Storage-side (stop growth):

RdfRepository.createOrUpdate no longer preserves stale relationship triples — the translator is the source of truth and surrounding orchestration rewrites the current set. Also removes a wasted CONSTRUCT round-trip per write.
bulkStoreRelationships does per-source-entity DELETE WHERE with a predicate-exclusion FILTER for lineage edges, so removed relationships actually leave the store.
RdfRepository.clearAllGlossaryTermRelations() is now wired into RdfIndexApp.initializeJob (the method existed but had no callers).
recreateIndex default flipped to true, cron moved to "0 0 * * 6" (Saturday midnight), and reloadOntologies() runs after clearAll() so the ontology graph isn't left empty.
Added 2.0.1/{mysql,postgres}/postDataMigrationSQLScript.sql to update existing installed_apps rows; the app loader is insert-only on upgrade.

Connectivity / concurrency (isolate platform from Fuseki health):

JenaFusekiStorage HttpClients now use connectTimeout=2s; on ConnectException / ClosedChannelException / HttpConnectTimeoutException we fast-fail instead of retrying.
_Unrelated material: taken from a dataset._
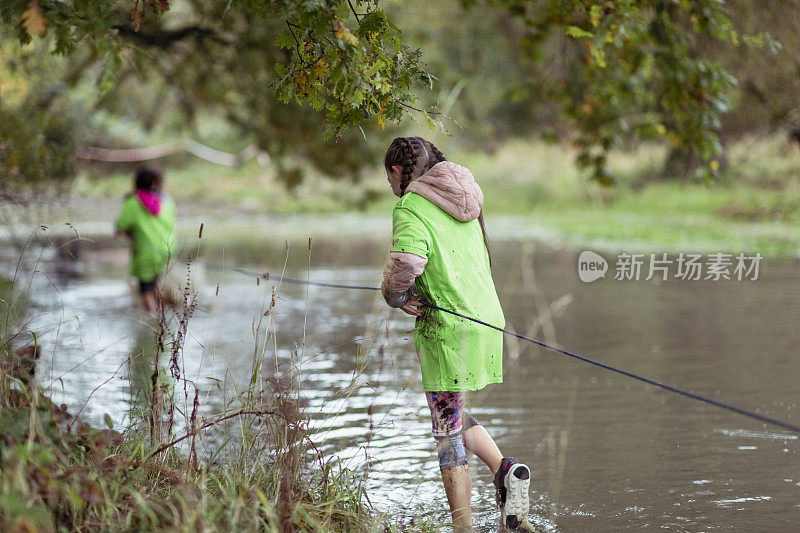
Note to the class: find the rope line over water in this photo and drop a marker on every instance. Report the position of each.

A 5-failure/30 s circuit breaker short-circuits subsequent calls until Fuseki recovers (probed via testConnection which bypasses the breaker).
RdfUpdater mutators now go through AsyncService.execute(...) (the existing virtual-thread pool) with a bounded pendingWrites gate (cap 1000, drop-on-overflow with logged warning) so the request thread returns immediately and a dead Fuseki cannot starve AsyncService permits.

Tests:

Unit tests

Extended RdfIndexAppTest:

Existing recreateIndex=true test now also verifies reloadOntologies() is called after clearAll().
New: clearAllGlossaryTermRelations() is invoked when glossaryTerm is in the entity set AND recreateIndex=false.
New: it is NOT invoked when glossaryTerm is absent.

Backend integration tests

Not applicable in this PR — the branch currently has a pre-existing es.co.elastic.clients.* shading compile issue unrelated to this work that blocks the module build. Once that is fixed, the planned end-to-end tests (re-run indexer twice → triple count unchanged; remove an edge in MySQL → triple disappears in Fuseki; point RDF endpoint at a closed port → write returns <500ms; recreateIndex=true → ontology graph non-empty after run) should be added.

Manual testing performed

Verified diff is syntactically consistent with existing patterns (DELETE/INSERT scaffolding, Entity.GLOSSARY_TERM constant, AsyncService API).
Reviewed git stash baseline to confirm pre-existing compile errors are unrelated to these changes.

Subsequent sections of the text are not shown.